Nakulaisyah 44

321 15 5
                                    

Baca doang, mehhhh. Follow dulu kali biar sama-sama enak😏

***

“Pasti lo nggak bawa baju seragam, 'kan? Nih pake punya gue dulu. Gue udah chat ke Sadewa suruh bawain baju sama perlengkapan lo yang lain. Eh, ini gue gak ada sepatu hitam lagi adanya putih gapapa, 'kan? Gapapa lah sekali-kali ketua osis ngelanggar aturan sementara.” cerocos Gibran. Lelaki itu memberikan seragam sekolahnya kepada Nakula.

Nakula memang lupa tidak membawa baju seragam karena Papanya itu langsung menyeretnya keluar tanpa perlu melakukan persiapan. Meskipun Gibran mengizinkannya tinggal sementara di rumahnya, dia tetap meminta bayaran. Memang mata duitan Gibran ini. Tapi, Gibran yang mengerti kondisi kritis Nakula hanya meminta bayaran yang ringan. Uang yang ada di rekeningnya sudah membludak jadi Gibran tidak menginginkan hal itu.

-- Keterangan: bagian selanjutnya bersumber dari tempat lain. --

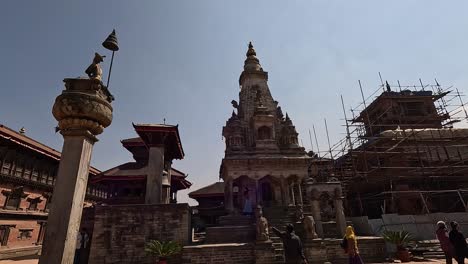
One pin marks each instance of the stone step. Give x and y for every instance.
(236, 220)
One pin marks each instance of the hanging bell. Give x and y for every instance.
(165, 180)
(111, 42)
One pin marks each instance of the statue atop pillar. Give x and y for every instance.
(94, 70)
(309, 227)
(299, 213)
(262, 232)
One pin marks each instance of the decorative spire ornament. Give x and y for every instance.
(111, 43)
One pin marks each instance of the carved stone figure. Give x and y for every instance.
(94, 70)
(299, 213)
(262, 226)
(279, 113)
(235, 104)
(309, 226)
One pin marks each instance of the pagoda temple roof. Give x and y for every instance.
(159, 134)
(27, 142)
(215, 189)
(136, 171)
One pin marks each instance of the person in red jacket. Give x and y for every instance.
(443, 237)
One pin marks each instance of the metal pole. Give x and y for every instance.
(328, 139)
(316, 141)
(310, 138)
(110, 69)
(365, 108)
(348, 135)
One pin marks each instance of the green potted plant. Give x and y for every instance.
(400, 239)
(162, 250)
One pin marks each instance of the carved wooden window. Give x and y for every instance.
(13, 198)
(27, 171)
(35, 174)
(264, 132)
(19, 167)
(25, 234)
(48, 197)
(45, 175)
(7, 164)
(40, 236)
(50, 179)
(4, 234)
(33, 203)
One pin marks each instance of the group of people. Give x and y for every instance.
(453, 243)
(294, 253)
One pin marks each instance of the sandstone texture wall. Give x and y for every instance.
(121, 231)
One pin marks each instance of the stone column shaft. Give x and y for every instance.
(340, 217)
(154, 175)
(69, 193)
(301, 201)
(293, 197)
(228, 199)
(285, 191)
(315, 206)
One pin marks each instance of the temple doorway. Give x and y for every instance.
(269, 191)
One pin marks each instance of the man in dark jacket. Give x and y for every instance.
(459, 243)
(292, 245)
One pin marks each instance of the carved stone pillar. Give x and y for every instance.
(301, 201)
(228, 199)
(315, 208)
(83, 110)
(285, 191)
(293, 197)
(154, 175)
(340, 216)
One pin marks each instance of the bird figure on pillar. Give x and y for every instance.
(94, 70)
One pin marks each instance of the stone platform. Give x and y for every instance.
(318, 251)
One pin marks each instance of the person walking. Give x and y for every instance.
(351, 247)
(292, 244)
(248, 209)
(459, 243)
(443, 237)
(81, 246)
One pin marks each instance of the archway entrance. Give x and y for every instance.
(269, 191)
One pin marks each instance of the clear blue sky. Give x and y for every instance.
(181, 60)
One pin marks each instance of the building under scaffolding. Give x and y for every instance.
(402, 153)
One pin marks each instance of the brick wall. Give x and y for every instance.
(219, 254)
(120, 231)
(371, 249)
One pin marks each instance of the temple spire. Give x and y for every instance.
(252, 63)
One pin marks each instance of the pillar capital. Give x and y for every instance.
(83, 106)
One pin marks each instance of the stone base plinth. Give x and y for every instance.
(230, 234)
(229, 253)
(318, 251)
(121, 231)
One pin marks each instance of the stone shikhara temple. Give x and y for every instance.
(263, 161)
(265, 167)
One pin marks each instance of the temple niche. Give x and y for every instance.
(263, 162)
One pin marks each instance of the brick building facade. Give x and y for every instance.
(27, 174)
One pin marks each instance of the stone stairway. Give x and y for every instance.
(429, 249)
(241, 229)
(279, 217)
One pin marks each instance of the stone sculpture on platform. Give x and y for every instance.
(299, 213)
(309, 227)
(262, 233)
(94, 70)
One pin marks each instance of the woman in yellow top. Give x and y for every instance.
(351, 248)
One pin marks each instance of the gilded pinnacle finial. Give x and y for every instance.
(251, 50)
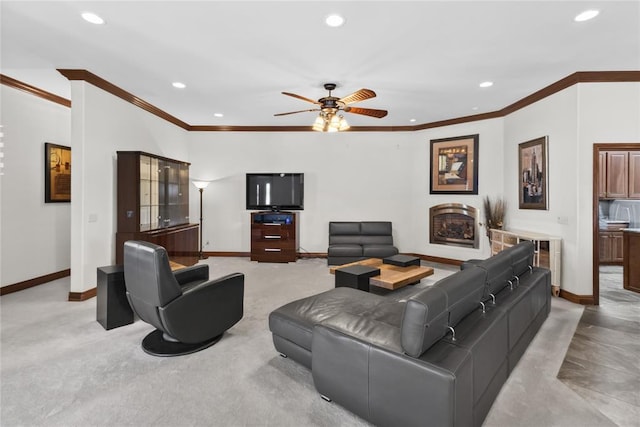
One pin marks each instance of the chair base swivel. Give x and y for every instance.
(156, 345)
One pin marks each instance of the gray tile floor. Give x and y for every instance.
(602, 363)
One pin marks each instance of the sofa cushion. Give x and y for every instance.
(464, 291)
(295, 321)
(424, 321)
(379, 251)
(367, 239)
(499, 272)
(375, 228)
(345, 249)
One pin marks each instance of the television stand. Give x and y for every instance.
(274, 236)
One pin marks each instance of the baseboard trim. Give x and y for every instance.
(34, 282)
(83, 296)
(312, 255)
(227, 254)
(577, 299)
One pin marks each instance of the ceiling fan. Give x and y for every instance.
(329, 106)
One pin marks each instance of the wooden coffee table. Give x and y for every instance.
(391, 276)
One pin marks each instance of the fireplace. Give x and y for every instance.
(454, 224)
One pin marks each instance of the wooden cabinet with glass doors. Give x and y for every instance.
(153, 205)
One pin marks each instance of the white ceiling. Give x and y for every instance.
(424, 59)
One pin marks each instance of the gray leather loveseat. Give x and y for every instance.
(353, 241)
(438, 358)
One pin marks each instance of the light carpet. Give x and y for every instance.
(59, 367)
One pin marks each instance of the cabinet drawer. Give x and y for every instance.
(272, 233)
(273, 254)
(264, 245)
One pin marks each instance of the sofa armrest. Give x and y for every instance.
(194, 273)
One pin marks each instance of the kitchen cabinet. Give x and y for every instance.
(602, 174)
(619, 175)
(634, 174)
(611, 247)
(631, 266)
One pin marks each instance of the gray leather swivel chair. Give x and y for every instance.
(189, 311)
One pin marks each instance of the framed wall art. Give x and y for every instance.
(532, 168)
(57, 173)
(454, 165)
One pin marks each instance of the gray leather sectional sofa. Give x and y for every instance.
(438, 358)
(351, 241)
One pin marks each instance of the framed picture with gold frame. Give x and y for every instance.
(532, 168)
(454, 165)
(57, 173)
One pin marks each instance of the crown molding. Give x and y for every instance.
(122, 94)
(17, 84)
(570, 80)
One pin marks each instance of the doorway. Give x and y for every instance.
(599, 173)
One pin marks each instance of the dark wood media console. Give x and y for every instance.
(274, 236)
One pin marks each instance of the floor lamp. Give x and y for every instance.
(201, 185)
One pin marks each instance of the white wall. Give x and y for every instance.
(573, 119)
(349, 176)
(34, 236)
(356, 176)
(102, 124)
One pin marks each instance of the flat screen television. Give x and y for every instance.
(275, 191)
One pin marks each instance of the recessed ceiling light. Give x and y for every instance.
(586, 15)
(93, 18)
(334, 20)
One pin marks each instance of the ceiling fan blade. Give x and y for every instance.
(357, 96)
(296, 112)
(300, 97)
(367, 112)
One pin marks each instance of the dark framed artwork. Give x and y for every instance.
(454, 165)
(532, 168)
(57, 173)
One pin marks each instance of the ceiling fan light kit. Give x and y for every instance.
(329, 119)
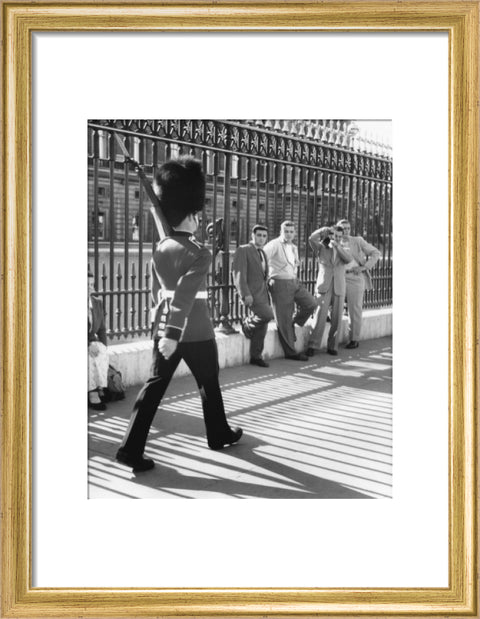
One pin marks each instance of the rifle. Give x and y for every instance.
(163, 227)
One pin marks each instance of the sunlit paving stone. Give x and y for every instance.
(196, 460)
(376, 483)
(337, 371)
(368, 365)
(323, 432)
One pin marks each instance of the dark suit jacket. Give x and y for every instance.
(248, 275)
(96, 330)
(331, 266)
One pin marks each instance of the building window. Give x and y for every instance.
(99, 228)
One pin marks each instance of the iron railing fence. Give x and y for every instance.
(254, 175)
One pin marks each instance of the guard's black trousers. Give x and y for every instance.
(202, 359)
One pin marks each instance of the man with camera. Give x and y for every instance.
(357, 278)
(330, 287)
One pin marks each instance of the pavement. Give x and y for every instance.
(319, 429)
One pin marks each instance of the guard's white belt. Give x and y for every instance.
(168, 294)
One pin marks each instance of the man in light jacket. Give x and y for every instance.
(358, 278)
(286, 290)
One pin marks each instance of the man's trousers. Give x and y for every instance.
(285, 294)
(256, 325)
(355, 290)
(319, 321)
(202, 359)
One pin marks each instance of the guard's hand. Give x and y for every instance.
(167, 346)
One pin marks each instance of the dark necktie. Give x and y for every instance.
(263, 259)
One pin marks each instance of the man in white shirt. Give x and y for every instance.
(286, 290)
(357, 278)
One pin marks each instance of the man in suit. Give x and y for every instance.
(332, 258)
(97, 349)
(358, 278)
(250, 271)
(184, 329)
(286, 290)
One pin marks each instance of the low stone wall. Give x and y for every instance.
(134, 359)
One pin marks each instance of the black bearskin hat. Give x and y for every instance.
(180, 187)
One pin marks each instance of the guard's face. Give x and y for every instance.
(260, 238)
(288, 233)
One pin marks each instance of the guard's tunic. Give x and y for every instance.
(180, 267)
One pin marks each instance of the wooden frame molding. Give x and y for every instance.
(20, 20)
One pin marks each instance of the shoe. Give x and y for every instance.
(138, 463)
(97, 406)
(260, 362)
(246, 332)
(234, 438)
(298, 357)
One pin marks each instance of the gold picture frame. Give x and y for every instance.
(20, 20)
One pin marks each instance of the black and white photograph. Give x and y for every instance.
(240, 304)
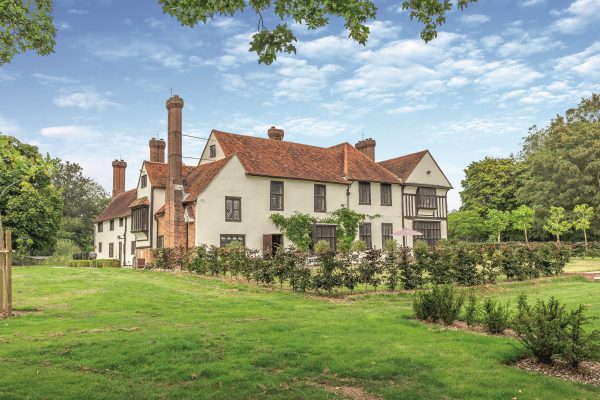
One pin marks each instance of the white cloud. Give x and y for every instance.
(580, 15)
(474, 19)
(84, 98)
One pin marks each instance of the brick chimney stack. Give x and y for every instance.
(119, 177)
(157, 150)
(174, 220)
(367, 147)
(275, 133)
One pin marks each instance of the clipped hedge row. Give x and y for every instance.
(395, 267)
(100, 263)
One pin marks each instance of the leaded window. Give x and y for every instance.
(233, 209)
(276, 198)
(320, 198)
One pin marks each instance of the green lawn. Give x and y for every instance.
(583, 264)
(109, 334)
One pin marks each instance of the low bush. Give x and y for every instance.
(441, 303)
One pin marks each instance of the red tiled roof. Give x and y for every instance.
(201, 177)
(119, 206)
(403, 166)
(158, 173)
(282, 159)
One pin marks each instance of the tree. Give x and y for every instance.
(562, 163)
(25, 25)
(557, 224)
(583, 219)
(491, 184)
(29, 204)
(497, 222)
(522, 219)
(466, 225)
(84, 199)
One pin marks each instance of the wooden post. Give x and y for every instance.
(8, 274)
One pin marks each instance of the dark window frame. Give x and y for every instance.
(232, 217)
(276, 197)
(386, 198)
(365, 233)
(320, 199)
(364, 193)
(226, 238)
(426, 197)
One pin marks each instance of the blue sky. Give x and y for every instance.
(495, 70)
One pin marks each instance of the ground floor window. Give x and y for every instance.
(325, 232)
(226, 239)
(431, 230)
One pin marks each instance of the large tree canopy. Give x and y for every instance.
(30, 205)
(563, 162)
(491, 184)
(27, 24)
(84, 199)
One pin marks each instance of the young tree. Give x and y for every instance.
(557, 224)
(497, 222)
(583, 219)
(522, 219)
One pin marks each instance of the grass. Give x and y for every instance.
(583, 264)
(112, 333)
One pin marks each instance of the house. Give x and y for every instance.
(241, 180)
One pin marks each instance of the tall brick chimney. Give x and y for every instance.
(367, 147)
(119, 177)
(157, 150)
(275, 133)
(174, 220)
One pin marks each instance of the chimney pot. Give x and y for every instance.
(367, 147)
(275, 133)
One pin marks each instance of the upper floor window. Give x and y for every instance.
(386, 194)
(364, 193)
(233, 209)
(320, 198)
(365, 234)
(426, 197)
(139, 219)
(276, 196)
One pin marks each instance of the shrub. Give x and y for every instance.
(441, 303)
(496, 316)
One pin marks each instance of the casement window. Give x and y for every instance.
(426, 197)
(326, 232)
(387, 233)
(364, 193)
(226, 239)
(233, 209)
(364, 234)
(276, 198)
(320, 198)
(431, 230)
(139, 219)
(386, 194)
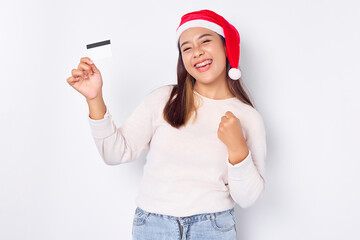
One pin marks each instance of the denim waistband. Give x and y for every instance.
(197, 217)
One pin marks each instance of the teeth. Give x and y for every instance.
(203, 63)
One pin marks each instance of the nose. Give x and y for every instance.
(198, 52)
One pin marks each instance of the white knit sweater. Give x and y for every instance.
(187, 170)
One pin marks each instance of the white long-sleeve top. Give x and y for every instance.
(187, 170)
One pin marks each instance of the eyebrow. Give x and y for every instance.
(204, 35)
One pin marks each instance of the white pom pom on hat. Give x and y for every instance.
(213, 21)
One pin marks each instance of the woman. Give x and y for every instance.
(206, 141)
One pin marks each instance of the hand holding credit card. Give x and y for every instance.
(99, 50)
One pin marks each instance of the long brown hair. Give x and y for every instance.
(181, 105)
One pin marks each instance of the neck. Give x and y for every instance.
(216, 90)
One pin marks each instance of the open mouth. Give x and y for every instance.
(204, 65)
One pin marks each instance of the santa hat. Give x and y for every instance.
(213, 21)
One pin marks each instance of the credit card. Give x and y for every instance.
(99, 50)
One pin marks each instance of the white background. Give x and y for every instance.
(300, 62)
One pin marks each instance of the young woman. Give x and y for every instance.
(205, 139)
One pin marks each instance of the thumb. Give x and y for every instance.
(94, 68)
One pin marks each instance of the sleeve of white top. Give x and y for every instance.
(247, 178)
(123, 144)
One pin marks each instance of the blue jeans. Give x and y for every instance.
(208, 226)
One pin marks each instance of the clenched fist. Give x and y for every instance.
(86, 79)
(230, 133)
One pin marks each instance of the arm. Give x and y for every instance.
(247, 177)
(123, 144)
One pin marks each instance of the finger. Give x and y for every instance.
(84, 67)
(94, 68)
(77, 73)
(229, 114)
(71, 80)
(86, 60)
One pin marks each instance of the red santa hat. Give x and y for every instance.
(213, 21)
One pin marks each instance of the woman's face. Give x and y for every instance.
(203, 54)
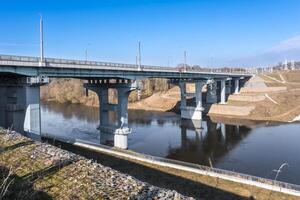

Sebagai bentuk bayaran Gibran menyuruh Nakula untuk membereskan rumahnya serta menyiapkan makan malam serta sarapan pagi. Nakula pun menyutujui persyaratan tersebut. Dia juga merasa berhutang budi padanya jadi bayaran segitu sebanding dengan kehidupannya disini.

Kapan lagi yakan ngerjain anak dari orang terkemuka. Sebagai babu lagi. Memang Gibran yang baik hati.

Gibran memiliki gestur tubuh yang selaras dengan Nakula jadi seragam itu muat ditubuhnya. Hanya saja celana yang memang sudah tidak lama dipakai itu jadi cungklang ketika dikenakan olehnya. Apalagi Nakula memiliki tubuh tinggi semampai.

Gibran menggaruk pipinya yang tiba-tiba terasa gatal ketika matanya menelusuri kaki jenjang Nakula. Memperlihatkan mata kakinya yang mulus itu.

“Kayaknya cungklang banget,”

“Hm. Nggak ada lagi emang?”

“Ini doang sama yang gue pake. Udah lama banget itu celana gak gue pake. Lupa permak juga. Juga gue nggak tau bakal ada kejadian kaya gini secara tiba-tiba.”

Nakula memperhatikan dirinya dalam cermin lalu menunduk, menatap sepasang kaki jenjangnya terpampang jelas sampai diatas mata kaki. Ya mau bagaimana lagi. Nakula harus tetap berangkat sekolah meskipun kondisinya yang memprihatinkan memaksanya untuk tetap dirumah.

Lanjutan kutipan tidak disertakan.